Argentina: 'villa' residents fast for city services
As of May 18 a group of Argentine activists were continuing an encampment they had set up on April 21 at the Obelisk in Buenos Aires' Plaza de la República to push their demands for improved services in the city's 17 marginal communities, known in Argentina as "villas." The action's sponsor, the leftist Independent Villa Residents' Current, was calling on the government of right-wing Buenos Aires mayor Mauricio Macri to declare a housing, health and educational emergency in the impoverished communities; to formalize their status as urban areas; to carry out audits of the cooperatives and businesses that work in the neighborhoods; and to regularize rents and housing subsidies. A statement by the group denounced what it called "the model of two cities that Macri proposes, where the rich city excludes the poor one…while officials of the city government don't hide their intention to fill their pockets." Leftist groups have confronted the Macri government in the past over plans that they say favor real estate interests over the needs of the majority of city residents.
The action at the Obelisk began with a hunger strike which was still in effect on May 5. The activists' outreach efforts have included setting up 100 informational tables at street corners throughout the city, with the support of other leftist groups, in a May 10 day of action to explain the purpose of the encampment; Julián Bokser, one of the organizers, called the response "very positive." On May 3 and May 17 the group organized hundreds of volunteers to carry out repairs and other maintenance work in various villas, highlighting the city's government's failure to provide these services. Adrián Lutvak, the president of a major student organization, the Buenos Aires University Federation (Fuba), visited the encampment on May 14 to express his solidarity; other political and social figures, including human rights activist and 1980 Nobel peace prize winner Adolfo Pérez Esquivel, have also visited. The protesters said they have already achieved one of their objectives by drawing the attention of the media and the capital's population to the crisis in the communities. (Página 12, Buenos Aires, Apr. 21; Adital, Brazil, May 5; El Comercial, Argentina, May 10 from Télam, May 17 from Télam)

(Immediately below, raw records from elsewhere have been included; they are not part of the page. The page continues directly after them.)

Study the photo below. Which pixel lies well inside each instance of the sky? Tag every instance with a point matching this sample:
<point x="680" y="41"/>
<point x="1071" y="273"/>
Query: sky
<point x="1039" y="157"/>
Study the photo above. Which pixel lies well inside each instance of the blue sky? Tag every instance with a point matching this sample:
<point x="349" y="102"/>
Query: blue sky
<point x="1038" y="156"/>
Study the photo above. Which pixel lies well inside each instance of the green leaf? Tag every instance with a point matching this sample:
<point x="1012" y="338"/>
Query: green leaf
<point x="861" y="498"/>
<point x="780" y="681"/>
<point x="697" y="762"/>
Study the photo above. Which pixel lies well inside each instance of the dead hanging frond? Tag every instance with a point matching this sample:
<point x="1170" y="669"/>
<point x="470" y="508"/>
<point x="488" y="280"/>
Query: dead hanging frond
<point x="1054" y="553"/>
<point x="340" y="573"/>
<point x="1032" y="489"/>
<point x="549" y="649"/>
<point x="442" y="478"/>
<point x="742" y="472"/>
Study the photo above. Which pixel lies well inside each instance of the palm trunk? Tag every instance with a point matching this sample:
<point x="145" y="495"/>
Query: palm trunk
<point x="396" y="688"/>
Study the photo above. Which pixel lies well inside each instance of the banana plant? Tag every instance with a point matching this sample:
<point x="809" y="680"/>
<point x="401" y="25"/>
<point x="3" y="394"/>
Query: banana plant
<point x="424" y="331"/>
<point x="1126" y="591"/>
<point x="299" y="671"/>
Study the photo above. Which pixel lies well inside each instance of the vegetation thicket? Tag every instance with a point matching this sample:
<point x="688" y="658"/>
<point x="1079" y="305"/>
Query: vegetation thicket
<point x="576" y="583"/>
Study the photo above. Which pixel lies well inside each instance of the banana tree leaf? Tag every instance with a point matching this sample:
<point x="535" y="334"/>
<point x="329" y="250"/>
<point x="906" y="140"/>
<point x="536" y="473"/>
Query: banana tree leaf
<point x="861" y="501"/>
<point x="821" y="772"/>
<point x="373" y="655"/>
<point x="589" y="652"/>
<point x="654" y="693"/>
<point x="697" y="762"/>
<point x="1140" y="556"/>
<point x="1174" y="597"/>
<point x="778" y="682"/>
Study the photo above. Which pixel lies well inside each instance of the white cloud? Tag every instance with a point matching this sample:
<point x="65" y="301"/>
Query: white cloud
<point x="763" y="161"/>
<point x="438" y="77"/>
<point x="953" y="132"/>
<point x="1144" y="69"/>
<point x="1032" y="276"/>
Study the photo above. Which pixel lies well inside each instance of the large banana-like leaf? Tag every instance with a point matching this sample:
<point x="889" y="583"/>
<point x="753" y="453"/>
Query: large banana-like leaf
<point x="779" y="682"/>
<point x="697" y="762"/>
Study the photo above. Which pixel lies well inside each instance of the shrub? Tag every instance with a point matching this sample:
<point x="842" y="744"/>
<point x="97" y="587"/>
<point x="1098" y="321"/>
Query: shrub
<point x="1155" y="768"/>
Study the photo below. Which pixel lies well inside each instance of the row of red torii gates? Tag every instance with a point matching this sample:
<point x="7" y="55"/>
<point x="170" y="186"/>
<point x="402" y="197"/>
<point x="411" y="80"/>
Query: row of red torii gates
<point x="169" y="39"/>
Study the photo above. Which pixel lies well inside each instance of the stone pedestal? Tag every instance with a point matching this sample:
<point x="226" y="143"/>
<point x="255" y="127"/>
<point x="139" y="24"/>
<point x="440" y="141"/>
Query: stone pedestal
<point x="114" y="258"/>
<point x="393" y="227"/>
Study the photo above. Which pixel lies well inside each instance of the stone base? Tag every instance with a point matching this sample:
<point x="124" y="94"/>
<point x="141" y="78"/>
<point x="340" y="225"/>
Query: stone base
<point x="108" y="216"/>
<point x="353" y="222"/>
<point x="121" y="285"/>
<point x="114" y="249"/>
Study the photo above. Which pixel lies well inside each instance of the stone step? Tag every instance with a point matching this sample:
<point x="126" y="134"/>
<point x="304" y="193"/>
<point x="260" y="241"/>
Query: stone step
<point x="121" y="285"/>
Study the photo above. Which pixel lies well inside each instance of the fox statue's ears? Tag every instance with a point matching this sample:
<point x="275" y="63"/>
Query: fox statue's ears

In other news, Pedro Simón, a prosecutor in the northern province of Santiago del Estero, has filed a charge of "inciting to collective violence" against Juan Pablo Suárez, the director of the regional newspaper Ultima Hora. The charge, which could result in 12 years in prison for Suárez, stems from the paper's coverage of a demonstration last December by rank-and-file police agents in which a protest leader, Nelson Villagrán, was brutalized by police commanders. Suárez was arrested on Dec. 9 and held for 10 days; he was released after international media rights groups protested. But the prosecutor has now upped the charges to include "terrorizing the population" under a change made to the penal code's Article 3 in 2011. This is the first time a prosecutor has tried to apply the "terrorism" charge to newspaper coverage. (Thomson Reuters Foundation, May 14, from Reporters Without Borders; Adital, May 15)
From Weekly News Update on the Americas, May 18.